NOVAS PÁGINAS DE “OS MAIAS” — Lisboa, 16 de março de 1875

“Conciergerie. Marché aux Fleurs”, Georges Stein. Postal de 1911

O dia de hoje trouxe um surto de novos sentimentos. No momento em que as sonolentas cortinas do meu quarto dançaram em sincronia com a suave brisa do vento matinal, eu soube que algo seria diferente.

Decidi sair de casa, arejar a minha pálida pele que há muito se esquecera da luz do Sol, tal como a minha mente murcha que me apodrecia. Ao andar por entre os doces raios de sol e sob o suave toque dos ventos, a minha intuição gritava aos ouvidos o encontro iminente com uma verdade súbita. A vontade de andar e andar até encontrar algo, algo que eu não conhecia, mas desejava conhecer, corria como cafeína nas minhas palpitantes veias. Passei, veloz, pelos casais que encenavam uma vida completa, pelos pedintes moribundos, pelas ladys que a cada passo realizavam uma dança de acasalamento, pelos poetas lamuriosos e de corações quebrados…. Em todo o lado, encontrava motivos para permanecer recolhida, segura, protegida pelas janelas tímidas e fechadas de minha casa, mas o desejo que me preenchia ao acordar ainda não se encontrava saciado.

A meio da jornada, estaquei.
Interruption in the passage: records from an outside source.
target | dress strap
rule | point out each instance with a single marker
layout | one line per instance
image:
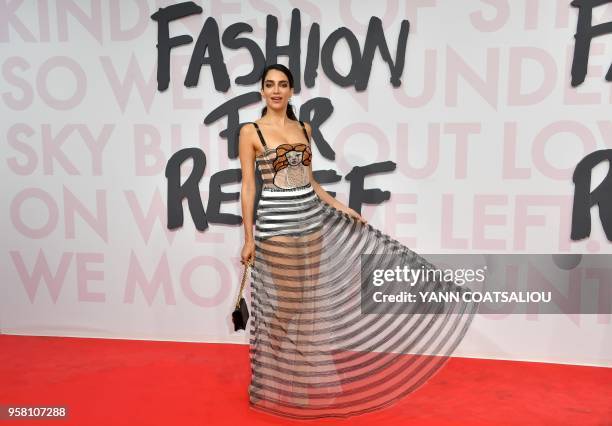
(305, 132)
(263, 142)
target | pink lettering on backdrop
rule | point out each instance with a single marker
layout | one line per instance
(10, 21)
(525, 222)
(557, 131)
(73, 205)
(29, 166)
(510, 170)
(484, 220)
(85, 275)
(133, 76)
(155, 215)
(405, 157)
(387, 17)
(492, 18)
(426, 83)
(212, 264)
(90, 20)
(447, 233)
(11, 77)
(49, 213)
(149, 159)
(120, 33)
(41, 272)
(487, 87)
(412, 12)
(345, 160)
(137, 278)
(52, 147)
(462, 132)
(75, 75)
(517, 77)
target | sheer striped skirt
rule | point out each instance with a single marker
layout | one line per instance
(313, 353)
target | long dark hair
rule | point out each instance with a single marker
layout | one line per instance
(284, 70)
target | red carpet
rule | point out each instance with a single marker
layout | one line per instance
(123, 382)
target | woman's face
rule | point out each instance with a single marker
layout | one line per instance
(294, 158)
(276, 91)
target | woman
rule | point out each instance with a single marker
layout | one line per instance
(314, 354)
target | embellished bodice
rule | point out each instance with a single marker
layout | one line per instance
(285, 166)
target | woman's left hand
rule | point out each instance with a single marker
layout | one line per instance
(357, 216)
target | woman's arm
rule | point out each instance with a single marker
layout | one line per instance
(246, 151)
(323, 194)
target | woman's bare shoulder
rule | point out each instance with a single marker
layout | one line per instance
(247, 130)
(308, 127)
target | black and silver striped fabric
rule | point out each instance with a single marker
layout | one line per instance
(313, 352)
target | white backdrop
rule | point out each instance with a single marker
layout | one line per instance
(485, 130)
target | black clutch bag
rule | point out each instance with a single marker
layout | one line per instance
(240, 316)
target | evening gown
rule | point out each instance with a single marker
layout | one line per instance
(313, 352)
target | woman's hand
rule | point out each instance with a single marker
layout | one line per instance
(248, 251)
(357, 216)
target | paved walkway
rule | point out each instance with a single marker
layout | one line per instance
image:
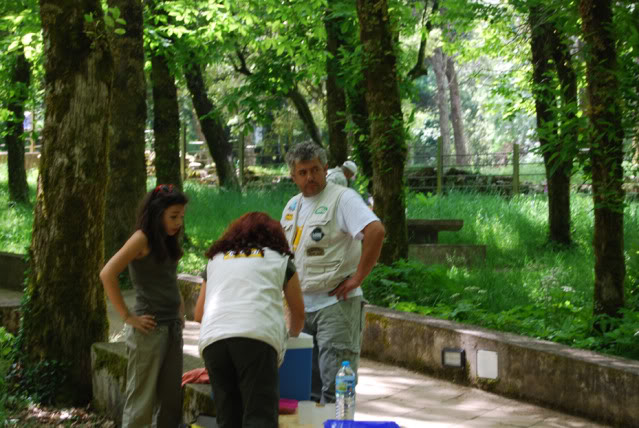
(412, 400)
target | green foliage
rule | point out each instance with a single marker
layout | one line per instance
(40, 382)
(6, 350)
(526, 286)
(15, 219)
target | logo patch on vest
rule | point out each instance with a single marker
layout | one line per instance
(317, 234)
(314, 251)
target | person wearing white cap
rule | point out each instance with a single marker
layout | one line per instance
(342, 175)
(336, 240)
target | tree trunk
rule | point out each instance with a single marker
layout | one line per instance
(20, 78)
(439, 66)
(335, 94)
(387, 130)
(217, 138)
(166, 122)
(606, 154)
(65, 310)
(557, 159)
(457, 117)
(305, 114)
(358, 112)
(561, 167)
(127, 174)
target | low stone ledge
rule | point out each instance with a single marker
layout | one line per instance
(584, 383)
(10, 310)
(109, 367)
(448, 254)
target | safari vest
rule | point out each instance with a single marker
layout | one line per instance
(324, 255)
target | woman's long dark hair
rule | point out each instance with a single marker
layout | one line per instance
(149, 221)
(252, 230)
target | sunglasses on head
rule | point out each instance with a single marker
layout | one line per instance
(165, 188)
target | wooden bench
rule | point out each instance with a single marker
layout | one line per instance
(426, 231)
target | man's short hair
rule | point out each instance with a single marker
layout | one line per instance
(305, 151)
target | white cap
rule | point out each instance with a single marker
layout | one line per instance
(350, 165)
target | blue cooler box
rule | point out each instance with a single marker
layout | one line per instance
(295, 371)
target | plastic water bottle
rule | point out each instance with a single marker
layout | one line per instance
(345, 392)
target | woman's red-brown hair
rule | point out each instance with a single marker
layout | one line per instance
(252, 230)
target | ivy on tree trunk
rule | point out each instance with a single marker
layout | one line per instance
(65, 310)
(217, 138)
(335, 94)
(387, 139)
(558, 151)
(127, 166)
(20, 78)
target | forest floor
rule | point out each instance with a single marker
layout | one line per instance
(40, 416)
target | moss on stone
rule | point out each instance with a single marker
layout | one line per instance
(113, 363)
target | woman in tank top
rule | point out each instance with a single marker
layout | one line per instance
(154, 326)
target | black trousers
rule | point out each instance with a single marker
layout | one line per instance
(245, 381)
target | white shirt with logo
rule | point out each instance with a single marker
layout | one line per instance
(352, 217)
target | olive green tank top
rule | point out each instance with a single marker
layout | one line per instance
(156, 289)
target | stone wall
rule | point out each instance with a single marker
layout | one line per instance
(584, 383)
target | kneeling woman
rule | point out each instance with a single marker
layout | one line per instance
(243, 333)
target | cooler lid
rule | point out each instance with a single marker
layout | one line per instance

O meu corpo subitamente imobilizou-se, como se tivesse ido contra uma parede. O meu olhar fixou-se numa figura alta e talvez intimidante, mas bela como uma constelação dos mais maravilhosos sonhos. Era um homem de ombros largos e postura de atleta, que se apresentava com um gracioso olhar e com uma pequena barba cuidadosamente esculpida. O meu corpo agiu por si só e projetou-se na direção da esbelta criatura. No momento em que tomei controlo da besta que me comandava, encontrei-me a poucos metros daquele homem que me hipnotizou com os seus curiosos olhos de outono. O suor e o arrependimento envolveram o meu corpo e o olhar apenas se fixou no cinzento pavimento. Interrompendo a sonora ansiedade com que eu me debatia, ele levantou o meu queixo suavemente, enquanto me perguntava se eu estava bem. E se não estava!… O seu toque despertou em mim sentimentos que há muito não sentia, sentimentos que pensava que jamais voltaria a sentir. Ainda descontrolada, respondi que sim, que estava bem e que pedia desculpa pelo incómodo. Sem lhe dar tempo para responder, virei o meu trémulo corpo e percorri o caminho que acabara de percorrer.

Embora momentâneo o encontro, o meu coração ainda bate descontroladamente contra o peito, como se o quisesse quebrar. Talvez aquele homem seja a razão para não desistir da amarga vida, talvez seja um futuro para a minha alma há muito não cobiçada, talvez seja a esperança despedaçada pelos monstros do meu passado.